More importantly, give a reference to other errors, if there are any. For example, you may say that the information given is not Metro Two compliant. It is crucial here to mention what is the error. For example, the balance is not filled in, or the name of the original creditor is not mentioned. Again, once the letter is sent, you need to follow up after 35 days.
If the account is Metro Two compliant, then you need to send a Debt Validation notice directly to the debt collector. In this case, you will not contact the bureaus; instead, you have to contact the companies directly. Therefore, if you have any collection agencies in there, you are required to send them letters directly.
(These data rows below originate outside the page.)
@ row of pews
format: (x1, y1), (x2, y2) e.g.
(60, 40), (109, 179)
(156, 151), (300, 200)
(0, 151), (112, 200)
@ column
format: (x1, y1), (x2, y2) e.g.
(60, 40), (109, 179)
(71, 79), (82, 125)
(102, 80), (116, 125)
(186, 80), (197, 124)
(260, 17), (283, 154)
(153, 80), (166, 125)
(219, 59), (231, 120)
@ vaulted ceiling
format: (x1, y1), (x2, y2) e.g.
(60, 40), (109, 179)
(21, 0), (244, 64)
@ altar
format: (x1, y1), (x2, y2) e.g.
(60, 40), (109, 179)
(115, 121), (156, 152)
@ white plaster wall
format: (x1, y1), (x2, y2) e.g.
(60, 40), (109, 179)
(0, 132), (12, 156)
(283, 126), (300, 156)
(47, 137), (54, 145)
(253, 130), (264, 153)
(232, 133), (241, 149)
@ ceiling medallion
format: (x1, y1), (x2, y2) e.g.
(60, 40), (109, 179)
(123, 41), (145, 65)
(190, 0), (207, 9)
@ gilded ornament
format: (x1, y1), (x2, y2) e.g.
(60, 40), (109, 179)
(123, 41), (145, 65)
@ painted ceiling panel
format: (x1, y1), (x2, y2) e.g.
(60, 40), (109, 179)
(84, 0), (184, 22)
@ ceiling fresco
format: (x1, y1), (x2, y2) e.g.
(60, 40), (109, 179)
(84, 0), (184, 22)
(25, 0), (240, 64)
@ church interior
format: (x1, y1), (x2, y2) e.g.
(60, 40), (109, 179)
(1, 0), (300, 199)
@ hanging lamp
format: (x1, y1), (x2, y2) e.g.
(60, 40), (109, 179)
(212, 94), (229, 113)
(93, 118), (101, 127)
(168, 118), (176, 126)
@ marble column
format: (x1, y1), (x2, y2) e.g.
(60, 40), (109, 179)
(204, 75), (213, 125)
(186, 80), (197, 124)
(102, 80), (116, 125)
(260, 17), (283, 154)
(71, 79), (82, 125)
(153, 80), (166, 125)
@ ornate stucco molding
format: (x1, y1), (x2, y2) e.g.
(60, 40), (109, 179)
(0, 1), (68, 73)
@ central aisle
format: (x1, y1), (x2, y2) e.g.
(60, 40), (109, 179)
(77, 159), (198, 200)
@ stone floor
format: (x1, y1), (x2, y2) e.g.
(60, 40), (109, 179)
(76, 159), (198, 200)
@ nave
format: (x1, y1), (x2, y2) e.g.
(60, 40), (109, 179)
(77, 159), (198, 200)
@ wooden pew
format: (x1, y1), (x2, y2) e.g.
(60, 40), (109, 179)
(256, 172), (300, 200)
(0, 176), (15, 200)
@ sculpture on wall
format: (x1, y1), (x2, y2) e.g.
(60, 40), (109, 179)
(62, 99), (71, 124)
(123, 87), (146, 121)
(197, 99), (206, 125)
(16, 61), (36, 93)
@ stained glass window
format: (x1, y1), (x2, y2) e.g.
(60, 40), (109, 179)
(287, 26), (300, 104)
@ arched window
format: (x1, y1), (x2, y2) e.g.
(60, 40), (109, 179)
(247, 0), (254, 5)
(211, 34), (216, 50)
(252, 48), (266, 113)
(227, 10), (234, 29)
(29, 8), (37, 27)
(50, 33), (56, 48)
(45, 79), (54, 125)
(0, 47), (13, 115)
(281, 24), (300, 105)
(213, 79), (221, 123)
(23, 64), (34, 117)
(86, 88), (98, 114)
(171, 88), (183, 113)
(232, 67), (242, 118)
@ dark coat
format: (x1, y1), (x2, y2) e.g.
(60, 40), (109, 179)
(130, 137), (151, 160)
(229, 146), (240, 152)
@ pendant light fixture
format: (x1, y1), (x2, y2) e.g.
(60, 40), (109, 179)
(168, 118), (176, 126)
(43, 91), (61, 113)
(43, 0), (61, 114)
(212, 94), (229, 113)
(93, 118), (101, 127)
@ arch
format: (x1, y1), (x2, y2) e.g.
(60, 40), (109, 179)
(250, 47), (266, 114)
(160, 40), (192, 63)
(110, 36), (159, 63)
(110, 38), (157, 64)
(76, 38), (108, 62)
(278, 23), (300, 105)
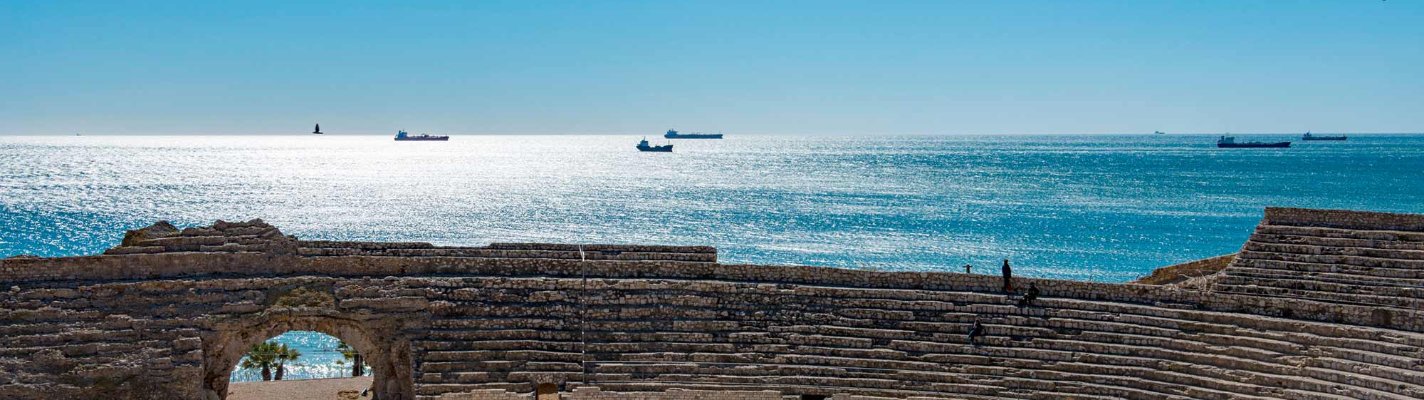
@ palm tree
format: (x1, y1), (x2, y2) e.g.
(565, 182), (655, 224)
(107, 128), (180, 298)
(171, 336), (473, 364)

In the content of this letter, you are going to ask the debt collector to send you specific documents, including:
A) Evidence of proof of debt. E.g., signed sales contract
B) Proof of eligibility to collect this type of debt in the state
In response, some of them will send the required documents. You may want to organize them and go through each of them. If you see anything in there that you think is questionable, then I recommend you should engage an FDCPA attorney. Just do a Google search for an FDCPA attorney near your location. When you call the attorney, make sure to keep all the documents nearby so you can refer to them during the call if required.
Generally, FDCPA attorneys love to do this kind of work, and if you have done the hard work already, they might ask you to send them all the correspondence with debt collectors, and they will be happy to review them.
In some cases, they do not even charge anything for a review. They generally charge in the settlement with the debt collector.
As per the FDCPA law, if there is any infraction of the FDCPA, the debt collector is liable to pay $1,000 per infraction. Hence if there are multiple infractions, they will add up. In many cases, the FDCPA attorney will tell you that you could make three or four thousand dollars on it.
The attorney may even propose to settle at three thousand dollars with him and finalize the deal. This means the attorney will keep half of the fine amount, and you can keep the other half. So, it’s a good idea to review the letters and find yourself a reasonable FDCPA attorney to help you with the case.